De pequeño, en mi Iowa natal, quería ser «conductor de autobús para ver el mundo». Lo sé porque lo anoté en el diario que escribía a los siete años.

Ahora me divierte pensar que mis hijos tendrían que pararse a reflexionar antes de poder decirme qué hace un conductor de autobús. Sin duda, les haría sonreír la idea de que ese empleo le permita a alguien «ver el mundo».

Cuando me marché de Iowa, había abandonado la idea de ser conductor de autobús y ya sabía que quería ser reportero. Con el tiempo fui también otras muchas cosas: impresor, soldado, profesor, agente de inteligencia, editor y columnista, entre otras ocupaciones. Pero hasta que mis hijos empezaron a crecer, no se me ocurrió pensar que cada vez que relleno uno de esos formularios en los que se requiere especificar la profesión, no digo toda la verdad.

Porque la cuestión es que dedico más tiempo y energía, más paciencia y dinero a ser padre que a esa profesión más formal con la que me defino en los formularios impresos. Supongo que eso mismo les ocurre a otros hombres, aunque no todos tienen, como es mi caso, ocho hijos.

Es más, dudo de que mi trabajo como padre llegue a tener fin. Si miro hacia atrás, veo que las jornadas de veinticuatro horas no me dan respiro en mi labor de padre y, si miro hacia delante, no veo un solo momento de descanso a lo largo de mi vida. Solía pensar que cuando un hijo llega a los veintiún años, el padre ya ha cumplido con su tarea. Pero casi cualquier padre con un hijo de veintiún años os dirá que eso no es cierto. El proceso para llegar a la madurez es cada vez más largo, aunque la ley haya ido rebajando la mayoría de edad. Puede que los granjeros de la generación anterior a la mía ya fueran hombres hechos y derechos a los dieciocho, pero... ¿existe algún padre con un hijo de dieciocho años que pueda decir, con sinceridad, «el chico ya es totalmente maduro»?
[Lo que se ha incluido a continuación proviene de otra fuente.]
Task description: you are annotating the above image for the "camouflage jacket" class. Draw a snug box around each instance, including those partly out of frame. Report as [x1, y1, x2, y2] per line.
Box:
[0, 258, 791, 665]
¿Y las hijas? Es más probable. Pero cualquier padre que haga esa afirmación respecto a una hija de dieciocho años debería ser capaz de superar el siguiente test:

¿Ha permanecido despierto hasta tarde alguna noche de la última semana, preguntándose para sus adentros dónde narices está su hija?

¿Se ha quejado últimamente su esposa por la desaparición de prendas de ropa, joyas o artículos de tocador?

¿Ha recibido alguna sorpresa desagradable por correo, por ejemplo multas de la biblioteca, una notificación de aumento de precio en el seguro del coche, cobros de los grandes almacenes?

Si ese padre con una hija de dieciocho años no puede responder negativamente a esas tres preguntas, significa que no ha terminado su trabajo. Aún no.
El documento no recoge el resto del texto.